Cet article pourrait donner lieu à une suite en ouvrant plus fortement la réflexion à l’époque actuelle en compagnie de Lionel Ruffel. Ce théoricien paraît en effet tout particulièrement approprié pour une telle démarche, car, dans son dernier ouvrage, Brouhaha, les mondes du contemporain, il cherche à définir l’époque actuelle comme relevant du contemporain. Et, dans la construction définitionnelle du contemporain qu’il propose, un grand nombre d’aspects s’approchent fortement de certaines formes d’instabilité présentées et développées ici. En effet, le contemporain, tel que l’entend Lionel Ruffel, serait, entre autres, marqué par des notions telles que l’indistinct, la stratification archéologique, l’anachronisme, la cotemporalité, le mouvant. Détaillons quelque peu ces termes. En premier lieu, « le contemporain propose […] un imaginaire de l’indistinction » (Ruffel 2016). Il est également marqué par l’« anachronisme […] c’est-à-dire la superposition de temporalités apparemment contradictoires plutôt que la succession de temporalités distinctes et homogènes » Ruffel (2016, 1:194). L’auteur rapproche cette notion de l’archéologie où, en partant du présent, une multitude de strates est mise à jour et interrogée.
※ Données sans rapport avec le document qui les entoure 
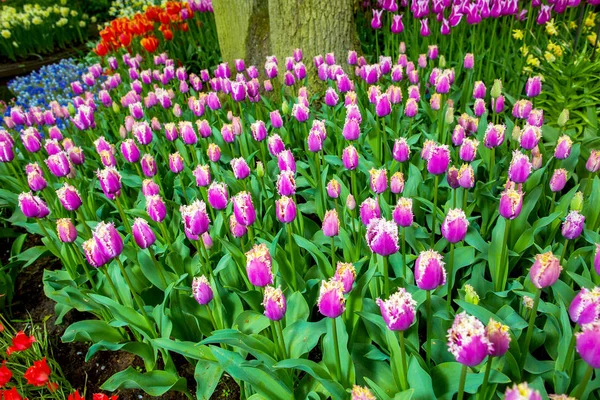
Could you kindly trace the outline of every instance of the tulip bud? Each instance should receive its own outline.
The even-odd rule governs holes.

Le contemporain est également constitué par la « superposition des expériences polytemporelles Ruffel (2016, 1:196) », en d’autres termes, du « partage d’une polychronie subjectivée Ruffel (2016, 1:198) Ruffel (2016, 1:198) ». C’est aussi « la prise en compte d’une multiplicité d’histoires concurrentielles ou simplement parallèles qui coexistent et sont juxtaposées. […] c’est […] la pensée de la multitude déhiérarchisée Ruffel (2016, 1:202) ». Enfin, toujours selon cet auteur, les techniques de pensée actuelles, notamment Internet, reposent sur « une structure souple et chaque fois recommencée Ruffel (2016, 1:200) ». On voit donc aisément les liens qui se dessinent avec les notions tirées de mon installation : notamment entre métastabilité et « structure souple, à recommencer » ; composite et « anachronisme », « cotemporalité » ; apparition pulsatile et « un imaginaire de l’indistinction » ; ainsi de suite. Si l’on admet que le rapport corps/espace est un des aspects importants d’une époque, ces rapprochements sont d’autant plus pertinents.

Loin d’être une étude définitive, cet article pose au contraire des prémisses pour de nombreuses recherches futures à entreprendre sur l’instabilité contemporaine du rapport corps/espace, ses formes et ses effets.